The Republican Party's real diversity problem

Six years ago a couple of conservative Republican friends excitedly sent me an e-mail that they were sure would foster "reconciliation of the races." I decided to click on the link, and it turned out that it was touting the candidacies of Michael Steele, who was running for the U.S. Senate in Maryland; and Ken Blackwell and Lynn Swann, who were each running for governor in Ohio and Pennsylvania respectively -- all African-American and all as Republicans.

I quickly dismissed the publicity as irrelevant, saying that the conservatives who run the GOP wanted capitulation, not reconciliation. It turned out that they had the bad fortune of running for office during the Republican "meltdown" of that year, all of them losing easily and with Ed Rendell, the victorious Democrat in the gubernatorial race in Pennsylvania, even saying that he received a lot of votes because Swann was black.

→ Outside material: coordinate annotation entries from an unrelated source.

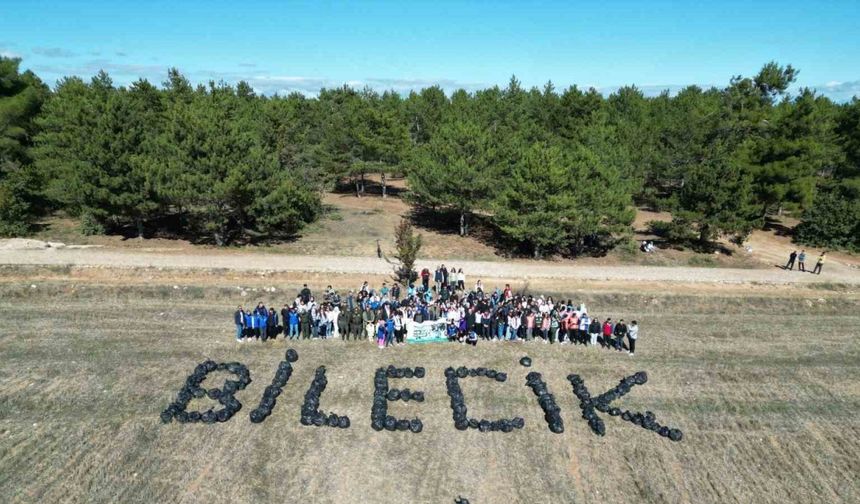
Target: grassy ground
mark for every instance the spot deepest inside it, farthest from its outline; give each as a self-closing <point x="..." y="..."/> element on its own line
<point x="765" y="390"/>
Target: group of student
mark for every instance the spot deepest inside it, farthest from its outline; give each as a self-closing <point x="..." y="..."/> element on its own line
<point x="385" y="315"/>
<point x="801" y="262"/>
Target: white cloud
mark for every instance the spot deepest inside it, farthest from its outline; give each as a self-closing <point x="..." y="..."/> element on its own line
<point x="839" y="91"/>
<point x="53" y="52"/>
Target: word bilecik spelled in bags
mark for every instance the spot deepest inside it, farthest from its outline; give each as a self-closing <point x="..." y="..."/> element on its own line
<point x="380" y="419"/>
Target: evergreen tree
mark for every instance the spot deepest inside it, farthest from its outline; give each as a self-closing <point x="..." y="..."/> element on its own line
<point x="456" y="171"/>
<point x="717" y="199"/>
<point x="554" y="200"/>
<point x="21" y="187"/>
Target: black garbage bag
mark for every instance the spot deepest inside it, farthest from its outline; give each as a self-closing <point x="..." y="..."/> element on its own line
<point x="258" y="415"/>
<point x="390" y="423"/>
<point x="415" y="425"/>
<point x="267" y="402"/>
<point x="207" y="417"/>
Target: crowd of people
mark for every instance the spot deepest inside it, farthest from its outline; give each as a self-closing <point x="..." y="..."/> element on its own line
<point x="385" y="315"/>
<point x="800" y="259"/>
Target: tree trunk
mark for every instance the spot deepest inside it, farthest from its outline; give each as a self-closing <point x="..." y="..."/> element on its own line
<point x="704" y="233"/>
<point x="464" y="223"/>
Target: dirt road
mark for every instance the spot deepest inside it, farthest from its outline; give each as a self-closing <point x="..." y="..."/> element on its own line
<point x="116" y="258"/>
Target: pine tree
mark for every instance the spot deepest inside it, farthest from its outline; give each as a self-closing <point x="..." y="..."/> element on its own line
<point x="456" y="171"/>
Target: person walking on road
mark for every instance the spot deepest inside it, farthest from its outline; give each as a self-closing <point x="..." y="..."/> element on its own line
<point x="819" y="263"/>
<point x="632" y="334"/>
<point x="790" y="264"/>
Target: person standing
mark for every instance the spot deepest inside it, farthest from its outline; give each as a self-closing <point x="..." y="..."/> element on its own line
<point x="343" y="324"/>
<point x="239" y="320"/>
<point x="305" y="294"/>
<point x="593" y="330"/>
<point x="632" y="334"/>
<point x="514" y="322"/>
<point x="306" y="320"/>
<point x="790" y="264"/>
<point x="530" y="324"/>
<point x="356" y="326"/>
<point x="819" y="263"/>
<point x="272" y="324"/>
<point x="437" y="279"/>
<point x="369" y="319"/>
<point x="620" y="333"/>
<point x="293" y="318"/>
<point x="607" y="333"/>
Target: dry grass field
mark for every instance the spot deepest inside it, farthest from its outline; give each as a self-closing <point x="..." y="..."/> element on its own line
<point x="765" y="389"/>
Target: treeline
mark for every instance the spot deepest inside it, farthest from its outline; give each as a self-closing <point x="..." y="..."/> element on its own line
<point x="547" y="171"/>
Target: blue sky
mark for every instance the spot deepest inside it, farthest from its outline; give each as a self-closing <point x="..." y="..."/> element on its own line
<point x="281" y="46"/>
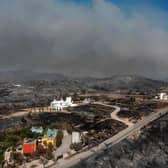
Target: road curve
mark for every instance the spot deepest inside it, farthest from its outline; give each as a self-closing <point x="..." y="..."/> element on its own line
<point x="114" y="114"/>
<point x="111" y="141"/>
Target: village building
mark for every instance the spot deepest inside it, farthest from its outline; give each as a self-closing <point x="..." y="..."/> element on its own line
<point x="29" y="146"/>
<point x="49" y="137"/>
<point x="162" y="96"/>
<point x="38" y="130"/>
<point x="76" y="137"/>
<point x="59" y="105"/>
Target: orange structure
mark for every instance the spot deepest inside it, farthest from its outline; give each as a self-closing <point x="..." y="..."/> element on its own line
<point x="29" y="147"/>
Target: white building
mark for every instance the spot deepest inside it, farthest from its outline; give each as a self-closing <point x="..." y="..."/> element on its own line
<point x="59" y="105"/>
<point x="162" y="96"/>
<point x="75" y="137"/>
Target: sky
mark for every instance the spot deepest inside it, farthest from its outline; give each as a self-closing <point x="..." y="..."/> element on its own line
<point x="85" y="38"/>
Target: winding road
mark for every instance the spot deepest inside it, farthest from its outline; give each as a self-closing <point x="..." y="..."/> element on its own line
<point x="130" y="130"/>
<point x="114" y="114"/>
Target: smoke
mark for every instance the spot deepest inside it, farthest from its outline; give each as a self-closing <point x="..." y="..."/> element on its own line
<point x="101" y="39"/>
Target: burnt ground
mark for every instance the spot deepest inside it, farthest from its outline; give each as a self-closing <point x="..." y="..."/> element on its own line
<point x="30" y="90"/>
<point x="98" y="130"/>
<point x="150" y="150"/>
<point x="134" y="108"/>
<point x="93" y="109"/>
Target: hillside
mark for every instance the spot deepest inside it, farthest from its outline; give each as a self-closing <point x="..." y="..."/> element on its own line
<point x="150" y="150"/>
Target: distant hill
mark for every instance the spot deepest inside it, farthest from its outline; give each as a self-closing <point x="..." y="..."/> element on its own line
<point x="123" y="82"/>
<point x="20" y="75"/>
<point x="116" y="82"/>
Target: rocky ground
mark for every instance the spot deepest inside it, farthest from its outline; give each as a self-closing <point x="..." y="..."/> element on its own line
<point x="150" y="150"/>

I bring this up because South Carolina Gov. Nikki Haley is planning to nominate Tim Scott, touted as the first black Republican to enter statewide office since Reconstruction, to the Senate to replace Jim DeMint, who is taking a position with the Heritage Foundation. Some folks are making this appointment into a big deal -- which it isn't, especially when you consider that Scott is a hard-core conservative and a tea-party sympathizer. In that context, in many eyes nominating Scott to such a position is a lot like nominating an ex-slave to promote the positions of the slavers.

But the problem with Scott being in the Senate is not merely, or even primarily, about race. Rather, it's about the unwillingness to address ideological diversity -- or, more accurately, the lack thereof -- in the party.

Since the 1980s, when the political right began to take firm control of the former "party of Lincoln," it has systematically pushed out "apostates" who dared to deviate from its ideological line. Even after it took unexpected losses, especially in the Senate where tea-party adherents ended up being crushed at the polls, last month, it still remains committed to the death to the principles of "less government." (In practice, however, only for themselves.)

Such an unyielding stance was bound to cost it politically because it willfully, and in some cases deliberately, alienates much of the electorate, as evidence by last month's election. Trouble is that it doesn't get that, always blaming its defeat on "political correctness," hostile media or a lack of understanding of its views, nor does it talk or listen to anyone else.

Some have said that the Republican Party will soon become a relic of history à la the Whigs, which it eventually replaced. That may be overstating things a bit, considering that it still remains strong in the South and rural America, but unless it makes an effort to communicate with the rest of the country it will be relegated to permanent minority status as a whole. And nominating racial minorities to prominent posts won't change that.